Eine Wiederaufnahme gemäß § 303 Abs. 1 lit. a BAO und § 303 Abs. 1 lit. c BAO scheidet im gegenständlichen Fall aus.
Eine Wiederaufnahme gemäß § 303 Abs. 1 lit. b BAO setzt unter anderem voraus, dass Tatsachen oder Beweismittel im abgeschlossenen Verfahren ohne grobes Verschulden der Parteinicht geltend gemacht werden konnten.
Die im vorliegenden Fall geltend gemachten neuen Tatsachen (die tatsächliche Höhe der Umsätze sowie die Höhe der Einnahmen und Ausgaben) hätte der Bw. bereits in den von ihm bis zum 15. Mai 1998 einzureichenden Steuererklärungen 1997 bzw. in den bis zum 17. Mai 1999 einzureichenden Steuererklärungen 1998 dem Finanzamt bekanntgeben müssen.
Es stellt sich daher die Frage, ob der Umstand, dass er die Höhe der Umsätze sowie die Höhe der Einnahmen und Ausgaben für 1997 und 1998 dem Finanzamt erst am 18. September 2002 bekanntgegeben hat, in Anbetracht der langen Zeitspanne seit dem Ende der oben angeführten Einreichungsfristen für die Steuererklärungen für 1997 und 1998 ein grobes Verschulden des Bw. darstellt, da die betreffenden Unterlagen (Belege, Aufzeichnungen) ja bereits mehrere Jahre zuvor vorhanden gewesen bzw. geführt worden sein mussten.
Der Bw. hat es im Übrigen nicht nur verabsäumt, fristgerecht Steuererklärungen einzureichen, sondern er hat auch den vom Finanzamt im Vorhalt vom 27. September 2000 verlangten Nachweis, wie er in den Berufungsjahren seine Lebenshaltungskosten bestritten hat, nicht erbracht. Ein solcher Nachweis war auch - obwohl in der Berufungsentscheidung vom 27. Februar 2002 ausdrücklich auf sein Fehlen hingewiesen wurde - den am 18. September 2002 gestellten Wiederaufnahmsanträgen nicht angeschlossen. Wie bereits in der Berufungsentscheidung vom 27. Februar 2002 ausgeführt, trifft den Abgabepflichtigen - neben seiner Offenlegungspflicht (§ 119 BAO) - bei Vorliegen ungewöhnlicher Verhältnisse, die nur der Abgabepflichtige selbst aufklären kann, oder wenn Behauptungen des Abgabepflichtigen in Widerspruch mit den Erfahrungen des täglichen Lebens stehen, eine darüber hinausgehende erhöhte Mitwirkungspflicht.

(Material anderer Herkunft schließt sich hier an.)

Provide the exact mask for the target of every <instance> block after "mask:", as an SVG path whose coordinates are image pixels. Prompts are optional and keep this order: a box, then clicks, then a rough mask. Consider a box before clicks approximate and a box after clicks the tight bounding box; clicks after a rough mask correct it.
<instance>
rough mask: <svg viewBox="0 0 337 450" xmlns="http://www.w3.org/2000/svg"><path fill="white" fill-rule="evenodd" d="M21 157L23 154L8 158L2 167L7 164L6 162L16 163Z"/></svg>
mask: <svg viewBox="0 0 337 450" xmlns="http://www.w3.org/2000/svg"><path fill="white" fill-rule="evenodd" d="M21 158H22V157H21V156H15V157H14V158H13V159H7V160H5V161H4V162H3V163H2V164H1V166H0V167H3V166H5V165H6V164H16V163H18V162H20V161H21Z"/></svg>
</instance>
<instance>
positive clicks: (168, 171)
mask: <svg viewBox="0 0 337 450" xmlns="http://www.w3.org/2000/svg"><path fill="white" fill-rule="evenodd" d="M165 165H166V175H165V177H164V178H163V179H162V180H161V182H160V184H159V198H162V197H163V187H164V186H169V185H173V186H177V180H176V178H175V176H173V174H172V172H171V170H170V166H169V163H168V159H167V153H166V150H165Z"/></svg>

Selbst wenn auf Grund der in der Berufung angeführten Argumente (persönliche Belastung des Bw. dadurch, dass er angezeigt und angeklagt wurde; finanzielle Probleme dadurch, dass er an der Ausübung seiner Tätigkeit gehindert wurde; sowie der Umstand, dass er sein Geschäftslokal räumen musste, wodurch einige Dokumente unauffindbar waren) ein grobes Verschulden des Bw. verneint wird, wäre die Bewilligung der beantragten Wiederaufnahme der Verfahren jedoch aus folgendem Grund nicht zulässig:
Gemäß § 303 Abs. 2 BAO ist ein Antrag auf Wiederaufnahme nach § 303 Abs. 1 BAO binnen einer Frist von drei Monaten von dem Zeitpunkt an, in dem der Antragsteller nachweislich von dem Wiederaufnahmsgrund Kenntnis erlangt hat, zu stellen.

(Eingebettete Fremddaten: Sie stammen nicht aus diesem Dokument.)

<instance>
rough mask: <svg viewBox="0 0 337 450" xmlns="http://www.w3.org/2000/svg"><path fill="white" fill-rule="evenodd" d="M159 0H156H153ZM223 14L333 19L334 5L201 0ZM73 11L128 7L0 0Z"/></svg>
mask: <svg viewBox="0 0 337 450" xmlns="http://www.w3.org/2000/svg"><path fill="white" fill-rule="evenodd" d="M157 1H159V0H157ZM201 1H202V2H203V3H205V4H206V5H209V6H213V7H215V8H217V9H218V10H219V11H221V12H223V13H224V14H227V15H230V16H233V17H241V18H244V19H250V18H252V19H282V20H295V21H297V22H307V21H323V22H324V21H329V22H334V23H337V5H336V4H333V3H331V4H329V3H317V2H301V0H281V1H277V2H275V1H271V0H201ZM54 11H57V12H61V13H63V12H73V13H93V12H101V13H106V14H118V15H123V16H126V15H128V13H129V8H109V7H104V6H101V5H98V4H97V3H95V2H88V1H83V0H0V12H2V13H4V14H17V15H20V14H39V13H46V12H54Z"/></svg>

Nach den Berufungsausführungen war der einzige Grund, warum der Bw. die Steuererklärungen für die Jahre 1997 und 1998 nicht zumindest bis zum Februar 2002 einbrachte, der Umstand, dass zu diesem Zeitpunkt die Berufungsverfahren für diese Jahre liefen und ihm gesagt worden sei, dass eine Wiederaufnahme nicht erfolgen könne, bevor die Akten von der Berufungsbehörde zurückkämen. Da sich aus diesen Ausführungen ergibt, dass dem Bw. die gegenständlichen Wiederaufnahmsgründe (die tatsächliche Höhe der Umsätze sowie die Höhe der Einnahmen und Ausgaben) nicht erst drei Monate vor der Stellung der Wiederaufnahmsanträge bekannt waren, konnte den Anträgen auf Wiederaufnahme der Verfahren auch aus diesem Grund vom Finanzamt nicht stattgegeben werden.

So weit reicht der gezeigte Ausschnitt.